Minodronate, chemical name 1_hydroxy_2_[(imidazo[1,2_a]pyridine-3-yl]ethylidene-1,1-diphosphonic acid, developed by Japan Yamauchi Co., Ltd. A novel heterocyclic bisphosphonate for the treatment of hypercalcemia caused by osteoporosis and malignant tumors, which inhibits bone resorption activities of disodium neocardium, alendronate and pamidron 2, 10 and 100 times the acid disodium. This product has significant benefits in the incidence of spinal fractures, and has a significant reduction in gastrointestinal side effects, and has now been identified as an effective new drug against osteoporosis. , prevention of fractures. The development of this drug will undoubtedly provide a safer, more effective and convenient treatment for patients with clinical diseases.
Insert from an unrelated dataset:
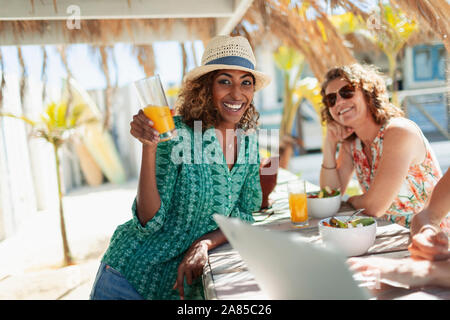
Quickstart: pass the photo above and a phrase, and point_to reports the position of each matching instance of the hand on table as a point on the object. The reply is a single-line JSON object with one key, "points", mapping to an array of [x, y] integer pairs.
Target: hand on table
{"points": [[405, 272], [429, 243], [191, 266]]}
Considering the good social and economic benefits of Minophosphate and the reaction yield, industrialization conditions and environmental protection policies, it is necessary to have an effective method for synthesizing Compound I that can be safely and easily controlled.
The disclosed preparation methods are:
1. Using imidazo[1,2-a]pyridine as starting material, reacting with paraformaldehyde and dimethylamine hydrochloride to give 3-[(N,N-dimethylamino)methyl]imidazo[ 1,2-a]pyridine, which reacts with an alkyl halide to form a quaternary ammonium salt, which is directly hydrolyzed under basic conditions after being substituted by a cyano group, and then reacted with phosphorus trichloride and phosphorous acid in a suitable solvent to obtain a target compound.
The synthetic method uses the sodium citrate, which is dangerous to operate, has a long reaction step, is cumbersome to operate, and is not suitable for industrial production.
2. When ethyl 4-aldehyde-based butyrate is prepared, anhydrous and oxygen-free are required, and the reaction temperature is -80 ° C, which is difficult to achieve. When preparing 3-bromo-4-aldehyde-based butyrate, the reagents involved are liquid bromine and carbon tetrachloride, which are highly toxic and are not suitable for mass production in the pharmaceutical industry.
In view of the shortcomings of the existing methods, it is difficult to achieve large-scale production. On the basis of a large number of experiments, it provides an effective avoidance of the use of highly toxic chemical reagents, mild reaction conditions, strong controllability, and short reaction steps. A method for preparing minodronic acid with a high rate and low cost and suitable for industrial production. The main raw material prepared was Ethyl trans-4-oxo-2-butenoate. The minodronic acid is prepared by first condensing the compound II and the compound III into the compound IV, and then ring-closing the compound IV with the 2-aminopyridine to obtain the compound V. The compound V is hydrolyzed to the compound VI, and finally phosphorylated to the compound I. The method avoids the use of highly toxic chemical reagents such as sodium cyanide or bromine, the reaction conditions are mild and controllable, the reaction steps are short, the yield is high, and the cost is low, which is suitable for industrial production.